I'm working on a site for a corporation that uses their own customized, locked-down version of IE8 (including Developer Tools being switched off, yay). I recently added webfonts to the site. These render as expected even under the corporation's own IE8 when viewed as static pages stored locally on one of their computers, but they do not render at all when served from a running system accessed over a network.
I expected that the problem was due to IE8's default setting of displaying intranet sites in compatibility mode. Sure enough, as long as the site is included in this zone, webfonts do not render correctly. If I add the site to the Trusted zone, the webfonts appear as expected.
The catch is, "Display intranet sites in compatibility mode" is actually switched off, so the zone shouldn't make a difference as far as compatibility mode goes. I don't think the corporation's admins are overriding this setting, because the registry keys for "IntranetCompatibilityMode" and "AllSitesCompatibilityMode" (which I can view but not edit) are both set to 0. Additionally, we are explicitly requesting standards mode by setting the HTML5 doctype and setting both the response header and the meta tag for X-UA-Compatible to IE=edge.
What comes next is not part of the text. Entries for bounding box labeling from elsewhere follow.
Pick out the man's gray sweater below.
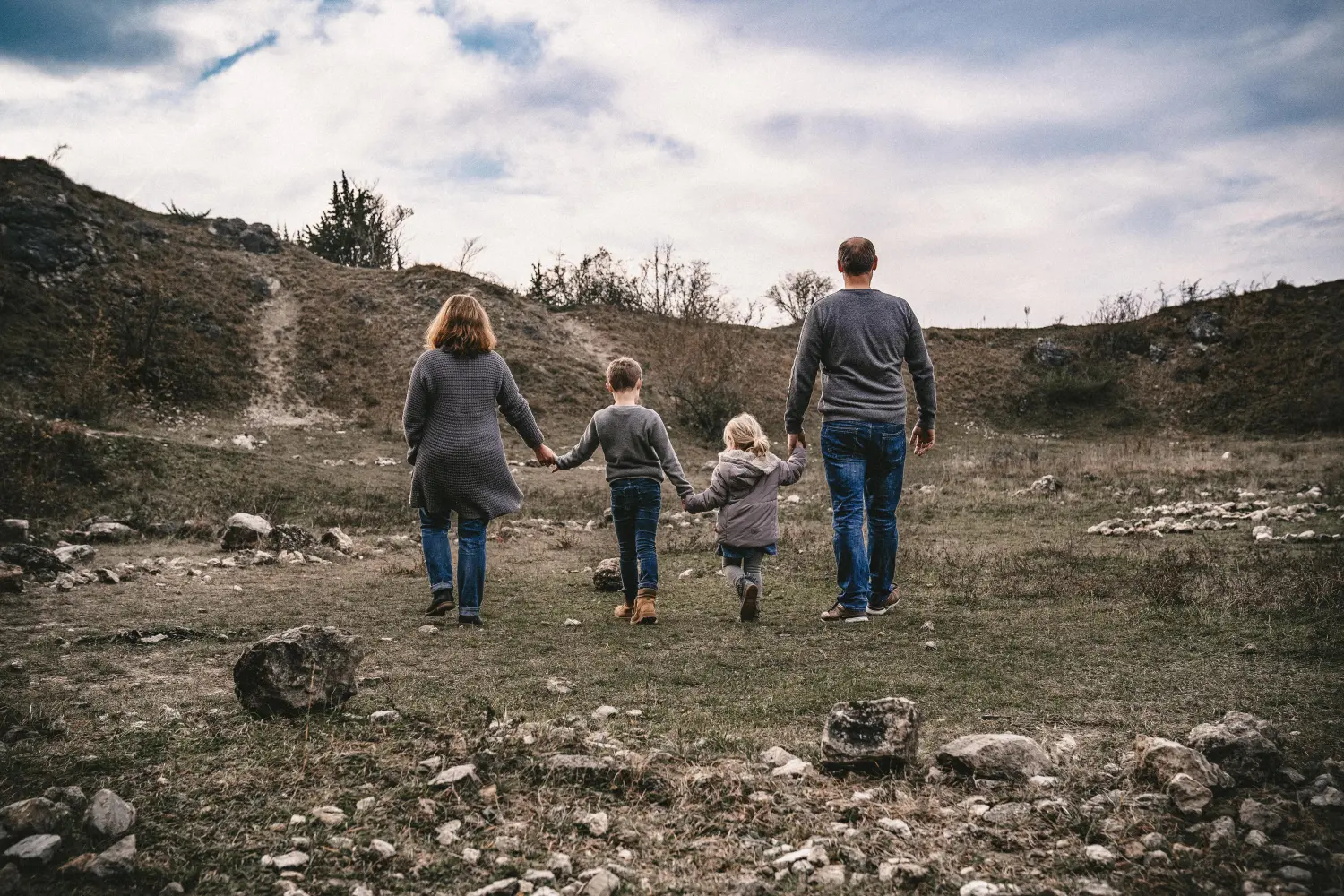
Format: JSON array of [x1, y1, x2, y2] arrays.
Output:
[[556, 404, 695, 497], [784, 289, 938, 433]]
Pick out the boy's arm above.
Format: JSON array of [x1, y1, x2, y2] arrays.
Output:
[[780, 442, 808, 485], [556, 417, 599, 470], [685, 468, 728, 513], [650, 414, 695, 498]]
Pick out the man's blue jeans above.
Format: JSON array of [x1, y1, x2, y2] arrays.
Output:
[[421, 508, 489, 616], [612, 476, 663, 603], [822, 420, 906, 610]]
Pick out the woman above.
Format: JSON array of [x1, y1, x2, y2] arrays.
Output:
[[402, 294, 556, 625]]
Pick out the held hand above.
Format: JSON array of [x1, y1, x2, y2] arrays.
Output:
[[910, 426, 937, 457]]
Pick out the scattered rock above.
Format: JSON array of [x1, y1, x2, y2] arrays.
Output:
[[0, 797, 70, 837], [822, 697, 919, 766], [1167, 771, 1214, 815], [4, 834, 61, 866], [593, 557, 623, 591], [322, 525, 355, 554], [1134, 735, 1236, 788], [937, 734, 1050, 780], [220, 513, 271, 551], [575, 812, 612, 837], [234, 625, 365, 716], [1185, 711, 1284, 783], [85, 788, 136, 839]]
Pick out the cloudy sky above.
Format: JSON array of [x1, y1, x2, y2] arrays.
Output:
[[0, 0, 1344, 325]]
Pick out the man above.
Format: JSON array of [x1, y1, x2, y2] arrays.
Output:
[[784, 237, 937, 622]]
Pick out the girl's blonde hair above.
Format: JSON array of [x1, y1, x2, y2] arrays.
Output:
[[723, 414, 771, 457], [425, 293, 497, 358]]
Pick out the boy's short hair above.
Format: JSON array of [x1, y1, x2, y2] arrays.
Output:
[[836, 237, 878, 277], [607, 356, 644, 392]]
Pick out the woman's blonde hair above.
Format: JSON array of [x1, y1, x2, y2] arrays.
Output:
[[723, 414, 771, 457], [425, 293, 499, 358]]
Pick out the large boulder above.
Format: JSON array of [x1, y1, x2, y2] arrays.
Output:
[[1134, 735, 1234, 788], [266, 522, 317, 552], [0, 520, 30, 544], [822, 697, 921, 766], [593, 557, 624, 591], [0, 544, 74, 582], [220, 513, 271, 551], [1185, 710, 1284, 783], [234, 625, 365, 716], [937, 734, 1051, 780], [0, 797, 70, 837]]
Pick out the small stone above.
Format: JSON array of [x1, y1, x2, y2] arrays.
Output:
[[309, 806, 346, 828], [1083, 844, 1116, 868], [577, 812, 612, 837], [85, 788, 136, 837], [4, 834, 61, 866]]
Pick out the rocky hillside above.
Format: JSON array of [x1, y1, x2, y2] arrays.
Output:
[[0, 159, 1344, 444]]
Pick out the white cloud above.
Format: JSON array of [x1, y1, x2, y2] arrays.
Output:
[[0, 0, 1344, 325]]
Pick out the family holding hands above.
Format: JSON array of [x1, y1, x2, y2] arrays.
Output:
[[403, 237, 937, 625]]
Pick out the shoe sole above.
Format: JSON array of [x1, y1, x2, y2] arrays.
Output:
[[739, 582, 761, 622]]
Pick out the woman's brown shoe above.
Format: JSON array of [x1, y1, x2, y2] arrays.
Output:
[[631, 589, 659, 626]]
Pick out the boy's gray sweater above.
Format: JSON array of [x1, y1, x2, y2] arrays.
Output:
[[784, 289, 938, 433], [556, 404, 695, 497]]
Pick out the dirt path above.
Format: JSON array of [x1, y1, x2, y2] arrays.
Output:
[[244, 277, 339, 427]]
Because I don't have the IE Developer Tools available, I cannot verify for certain that the reason the webfonts are not displaying while in the intranet zone is because the page is being rendered in compatibility mode. So my questions are:
Problem identified and compatibility mode is not the cause. I looked into the difference in security settings between the zones and found that the corporate admins have deactivated the setting to allow "Download Fonts" in the Intranet zone. This applies even though the fonts are hosted on the same domain.